Link for the Mass readings for Thursday, March 5, 2026

“Love your enemies, and pray for those who persecute you.” Really? Yeap.

“You have heard that it was said, You shall love your neighbor and hate your enemy. But I say to you, love your enemies, and pray for those who persecute you, that you may be children of your heavenly Father” (Mt 5:43-45).
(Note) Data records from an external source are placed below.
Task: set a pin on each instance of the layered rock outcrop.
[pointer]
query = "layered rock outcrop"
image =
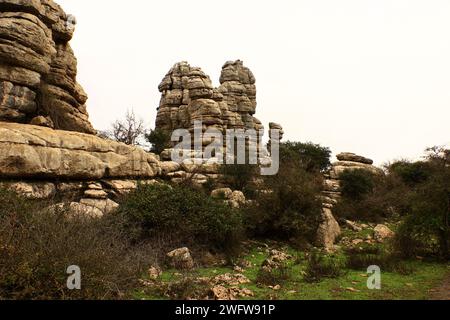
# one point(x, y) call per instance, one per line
point(188, 96)
point(347, 161)
point(38, 68)
point(34, 152)
point(87, 171)
point(330, 230)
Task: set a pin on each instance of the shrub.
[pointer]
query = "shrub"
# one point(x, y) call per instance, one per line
point(426, 229)
point(38, 245)
point(181, 211)
point(240, 177)
point(273, 277)
point(321, 266)
point(411, 173)
point(186, 288)
point(356, 184)
point(159, 139)
point(289, 209)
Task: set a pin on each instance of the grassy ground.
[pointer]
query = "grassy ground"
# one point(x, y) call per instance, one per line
point(352, 285)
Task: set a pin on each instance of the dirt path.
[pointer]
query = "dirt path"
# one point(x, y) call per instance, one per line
point(442, 292)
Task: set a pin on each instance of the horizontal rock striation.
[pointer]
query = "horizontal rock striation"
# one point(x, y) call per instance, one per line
point(188, 96)
point(38, 68)
point(29, 151)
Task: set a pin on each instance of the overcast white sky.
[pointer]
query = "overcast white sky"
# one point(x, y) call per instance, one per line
point(368, 76)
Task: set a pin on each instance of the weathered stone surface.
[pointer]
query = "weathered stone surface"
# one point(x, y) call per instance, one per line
point(383, 233)
point(222, 193)
point(348, 156)
point(104, 205)
point(188, 96)
point(341, 166)
point(76, 208)
point(32, 190)
point(37, 152)
point(38, 68)
point(328, 231)
point(96, 194)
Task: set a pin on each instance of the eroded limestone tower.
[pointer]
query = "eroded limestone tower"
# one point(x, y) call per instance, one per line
point(188, 96)
point(38, 68)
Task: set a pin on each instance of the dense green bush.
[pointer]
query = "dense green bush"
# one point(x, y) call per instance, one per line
point(356, 184)
point(289, 208)
point(273, 277)
point(426, 229)
point(411, 173)
point(181, 211)
point(38, 245)
point(363, 256)
point(321, 266)
point(241, 177)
With these words, Jesus continues to raise the bar of discipleship and outlines what the pursuit of love truly is.

The command to love our enemies and pray for those who persecute us is challenging today, but we may be a bit removed from the original power of those words. The inference that Jesus was making to his listener’s was that their enemies and those who were persecuting them, were the soldiers of the Roman imperial that were occupying Israel. Though we can still relate, and also be shocked by it and think that this command is impossible. And that is just the point. Apart from Jesus and our relationship and the transformation of our hearts and minds through our discipleship with Jesus, there is no way we are going to love our enemies and pray for those who persecute us.

One reason is that for us our definition of love is limited to the romantic, emotional, sensual, or mere sentimental. It can also be reduced to the mere sublime of loving ketchup or mustard on a hot dog, loving our cat or dog, or even at best getting closer to what Jesus is talking about when we love the members of our families or close friends. But all of these perspectives of love would not make sense in the context of Jesus’ command.
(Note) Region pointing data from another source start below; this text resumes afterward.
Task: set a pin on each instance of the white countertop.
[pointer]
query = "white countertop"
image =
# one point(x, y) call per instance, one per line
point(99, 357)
The bond of friendship and family goes beyond mere attraction and is built through shared interests and experiences. Through sharing our lives with others, working through conflicts, trust is built, and relationships will hopefully grow and deepen. Jesus, though, is calling us to mature in our growth of loving even beyond friendship or familial ties. If we love those who willingly love us in return, greet only our brothers and sisters (if we actually get along with them, blessed that I get along with my sister ;)), only those in our clique, group, tribe, or political party, what is the recompense or satisfaction in that? Agape, in Greek, loving without conditions, with little or no chance of mutual exchange, is what Jesus is calling us to strive for.

Many of us could not conceive of loving our enemy or someone who is persecuting us, because we have, minimally only experienced doing no overt harm to others and at best, loved our friends and family. But do we risk going outside of our group, our like-minded safety net? Life is hard enough and it is often safer, we believe, not to take the risk. We continue to operate from a concept of love as an emotion or feeling, because it feels good. We want to be happy and feel good. We avoid suffering at all costs.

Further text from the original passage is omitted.